Even during construction, the main section of the building is maintaining 85 beds, Atantayeva said. The centre is also training their staff while construction is ongoing.
“Within the framework of the two long-term projects with the IAEA [International Atomic Energy Agency] from 2007 to today, 25 specialists have undergone training abroad. These were not only doctors but engineers, physicists, chemists,” Atantayeva said.
“An engineering and radiological service is also operating within the oncology centre, and all those specialists have undergone training abroad in Italy, Slovakia, Germany, Russia, et cetera. Their roles are not to be underestimated, as they are responsible for maintaining medical equipment that has to function without fail, medical physicists are involved in the planning of radiotherapy and chemical engineers will be engaged in producing radiopharmaceuticals in a cyclotron mounted in the nuclear medicine centre,” Atantayeva said.
“Currently, this would be the first centre of its kind in Kazakhstan, although in Astana a department of nuclear medicine has been operating since 2010 at the National Diagnostics Centre,” she added. “It is equipped with positron emission tomography and single photon emission tomography, which is mostly used to assess cancer patients. This small department serves almost the entire population of Kazakhstan needing an accurate diagnosis. This is quite insufficient. It was therefore decided to build a large Semey Nuclear Medicine Centre to give Kazakhs access to high quality medical care, free of charge.”

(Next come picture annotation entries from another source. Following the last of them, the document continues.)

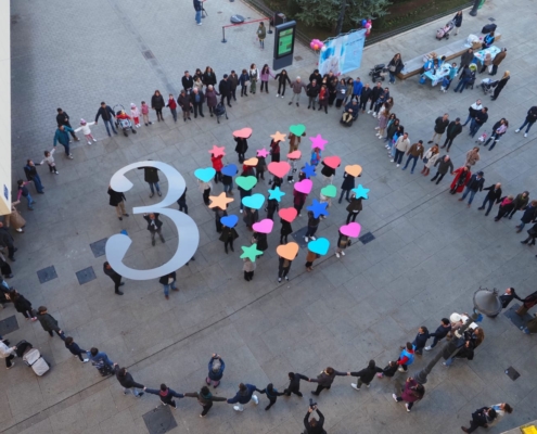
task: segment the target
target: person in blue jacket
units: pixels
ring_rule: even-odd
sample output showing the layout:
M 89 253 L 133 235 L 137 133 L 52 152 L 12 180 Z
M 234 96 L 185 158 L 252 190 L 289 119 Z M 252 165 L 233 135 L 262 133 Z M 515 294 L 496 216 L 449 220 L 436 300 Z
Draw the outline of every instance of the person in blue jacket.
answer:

“Our work will include producing our own radiopharmaceuticals and using them for diagnostic purposes, not only to detect cancer, but also cardiovascular disease and diseases of the renal and endocrine systems. We are also planning to open a radionuclide therapy wing with 15 beds. It will assist endocrinological patients with diffuse toxic goiter and thyroid cancer. Today, patients with toxic goiters are not able to be treated in our country because there is no appropriate medical facility, and patients who can afford it go abroad for treatment. This treatment costs 1,700 euros (US$2,322) a week. In our Nuclear Medicine Centre, any treatment for Kazakh citizens will be free of charge.”
According to statistics from the Kazakh Ministry of Healthcare, there are over 17,000 patients with toxic goiter in the country.
“Since February 2013, we have conducted thyroid scintigraphic studies. During this time, 535 people were examined and four cases of thyroid cancer and one of follicular neoplasm were found,” Atantayeva said
“There are no such centres, not even in neighbouring Russian regions,” said Tolebay Rakhypbekov, president of the Semey Medical University, back in December 2012.
“In Kazakhstan, we have only a few diagnostic centres that can detect the early stages of cancer and treat patients with radiopharmaceuticals,” he said adding that the teachers and doctors at the university had undergone special training and were ready for the opening of the centre.